Page speed is the time it takes for content to fully be displayed for a particular web page.  It can also mean how long it takes for your browser to receive the first byte of info from the actual web server.  In any case, how fast your page loads is now one of the many key ranking factors in Google’s algorithm.

If it takes Google too long for its spiders to crawl your pages, it can negatively affect how your site is indexed.  This also applies to the general user experience.  A user doesn’t want to sit and wait for your site to load so they will leave your page which not only affects your conversions but your overall indexing as well.  Remember, Google is constantly watching how users interact with sites so if they see people consistently leaving your page after short amounts of time, they will deem you less valuable and decrease your ranking potential.

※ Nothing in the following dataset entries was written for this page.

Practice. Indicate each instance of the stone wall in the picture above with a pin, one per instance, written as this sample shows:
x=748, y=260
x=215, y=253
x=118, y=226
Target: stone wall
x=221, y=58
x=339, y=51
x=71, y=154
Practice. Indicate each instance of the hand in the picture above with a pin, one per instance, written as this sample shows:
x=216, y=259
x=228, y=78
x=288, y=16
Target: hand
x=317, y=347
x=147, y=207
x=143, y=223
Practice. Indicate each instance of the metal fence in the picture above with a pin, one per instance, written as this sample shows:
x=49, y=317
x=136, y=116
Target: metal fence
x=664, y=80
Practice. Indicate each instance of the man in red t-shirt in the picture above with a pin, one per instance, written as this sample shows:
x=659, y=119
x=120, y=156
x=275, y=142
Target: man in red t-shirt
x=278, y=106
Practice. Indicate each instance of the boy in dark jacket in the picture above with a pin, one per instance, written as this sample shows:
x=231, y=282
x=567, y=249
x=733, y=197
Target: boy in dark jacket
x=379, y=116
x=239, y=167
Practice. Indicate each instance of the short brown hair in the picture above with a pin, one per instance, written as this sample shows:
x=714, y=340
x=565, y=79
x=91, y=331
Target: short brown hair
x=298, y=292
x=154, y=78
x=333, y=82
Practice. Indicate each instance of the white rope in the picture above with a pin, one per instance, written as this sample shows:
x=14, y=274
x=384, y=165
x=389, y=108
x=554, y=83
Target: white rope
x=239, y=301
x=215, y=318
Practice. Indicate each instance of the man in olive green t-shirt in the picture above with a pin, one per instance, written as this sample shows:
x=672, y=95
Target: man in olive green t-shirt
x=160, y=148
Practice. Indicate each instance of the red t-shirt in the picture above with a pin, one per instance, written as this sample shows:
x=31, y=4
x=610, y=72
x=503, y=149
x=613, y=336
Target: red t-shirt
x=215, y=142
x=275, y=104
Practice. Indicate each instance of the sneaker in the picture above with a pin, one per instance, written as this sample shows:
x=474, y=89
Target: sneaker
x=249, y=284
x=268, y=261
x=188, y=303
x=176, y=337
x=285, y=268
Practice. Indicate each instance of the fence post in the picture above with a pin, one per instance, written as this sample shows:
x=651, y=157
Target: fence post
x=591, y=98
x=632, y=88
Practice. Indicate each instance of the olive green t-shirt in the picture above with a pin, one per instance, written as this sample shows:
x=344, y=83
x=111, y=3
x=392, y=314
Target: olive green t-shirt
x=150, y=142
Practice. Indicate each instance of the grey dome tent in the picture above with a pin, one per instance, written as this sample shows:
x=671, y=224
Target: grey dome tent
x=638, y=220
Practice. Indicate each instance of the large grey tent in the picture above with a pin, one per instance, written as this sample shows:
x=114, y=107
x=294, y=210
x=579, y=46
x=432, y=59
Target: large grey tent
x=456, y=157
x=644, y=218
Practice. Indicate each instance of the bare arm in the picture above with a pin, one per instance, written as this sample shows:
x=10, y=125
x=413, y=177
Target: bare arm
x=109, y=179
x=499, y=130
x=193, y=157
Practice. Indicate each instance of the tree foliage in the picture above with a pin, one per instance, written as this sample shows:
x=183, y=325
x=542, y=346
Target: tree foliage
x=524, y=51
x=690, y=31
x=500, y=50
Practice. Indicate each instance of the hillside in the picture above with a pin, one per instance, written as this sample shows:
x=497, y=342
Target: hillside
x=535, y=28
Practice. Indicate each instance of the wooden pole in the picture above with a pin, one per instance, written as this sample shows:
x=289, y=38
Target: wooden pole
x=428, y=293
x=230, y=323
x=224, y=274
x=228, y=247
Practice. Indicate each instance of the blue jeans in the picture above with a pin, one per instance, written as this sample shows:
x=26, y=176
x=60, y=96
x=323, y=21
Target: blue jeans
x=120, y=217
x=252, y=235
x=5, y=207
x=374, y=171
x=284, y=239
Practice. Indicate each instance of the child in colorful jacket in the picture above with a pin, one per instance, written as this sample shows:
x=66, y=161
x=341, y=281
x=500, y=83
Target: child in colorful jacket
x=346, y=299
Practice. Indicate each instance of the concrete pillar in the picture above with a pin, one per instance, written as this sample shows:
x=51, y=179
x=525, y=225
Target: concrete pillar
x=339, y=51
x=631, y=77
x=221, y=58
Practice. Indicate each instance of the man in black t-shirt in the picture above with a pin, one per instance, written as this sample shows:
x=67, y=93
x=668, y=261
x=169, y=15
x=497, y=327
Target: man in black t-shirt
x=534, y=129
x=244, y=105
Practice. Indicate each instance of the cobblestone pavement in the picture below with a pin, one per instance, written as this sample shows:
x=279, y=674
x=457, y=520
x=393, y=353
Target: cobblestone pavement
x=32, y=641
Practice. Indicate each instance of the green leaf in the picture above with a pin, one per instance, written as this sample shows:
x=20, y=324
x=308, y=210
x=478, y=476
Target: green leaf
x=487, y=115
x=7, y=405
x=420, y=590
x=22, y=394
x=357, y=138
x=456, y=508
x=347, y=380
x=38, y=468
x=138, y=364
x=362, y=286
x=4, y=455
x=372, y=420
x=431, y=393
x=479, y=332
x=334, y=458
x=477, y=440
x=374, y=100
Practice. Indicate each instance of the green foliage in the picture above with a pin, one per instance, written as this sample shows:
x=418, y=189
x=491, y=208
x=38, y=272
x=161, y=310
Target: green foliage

How To Increase My Page Speed

  • Optimize Images – Make sure your images are in the right file format and aren’t too large for your site.  If images aren’t compressed, they are too heavy for sites to load.  PNG is great for graphics with less than 16 colors, such as logos, while JPEG format is great for photographs.
  • Compression – Compress your files that are larger than 150 bytes.  CSS, HTML and JavaScript can all be compressed using most software but images should only be compressed in programs such as Photoshop.
  • Server Response Time – Pay attention to what software you are using, limitations with your hosting agent, etc.  Slow database searches or routing and a lack of memory can greatly affect your page speed.  If you pay for a cheap hosting agent, you will eventually run into such issues.
  • Code Talk – Clean up your HTML, CSS and JavaScript codes by removing spaces, commas, unused code, comments, formatting, etc.  It shouldn’t be too dense or messy.
  • Limited Redirect – Try to limit the amount of redirects you use.  Remember that every time a redirect (or several) are in place, that is just more time the user has to wait to be taken to the content.
  • Videos – Try hosting videos on your own server because embedding them from external sources can drag on load time.
  • True Optimization – All browsers do not load your site the same way so check how your site looks on Chrome, FireFox, Safari, Explorer, etc.  Flash, widgets like social share buttons and other apps might slow down your site as well.  Highly designed, or complex, themes with a slew of effects can drag down your load time as well.
  • Caching – Browsers cache information, such as images or files, so that when a visitor returns to the page, it doesn’t have to reload the entire page.  Use tools or extensions to extend your cache expiration date to one year.
  • Ads – Sometimes having too many ads on your page can bog down the load time.  It is also a visual deterrent for the overall user experience.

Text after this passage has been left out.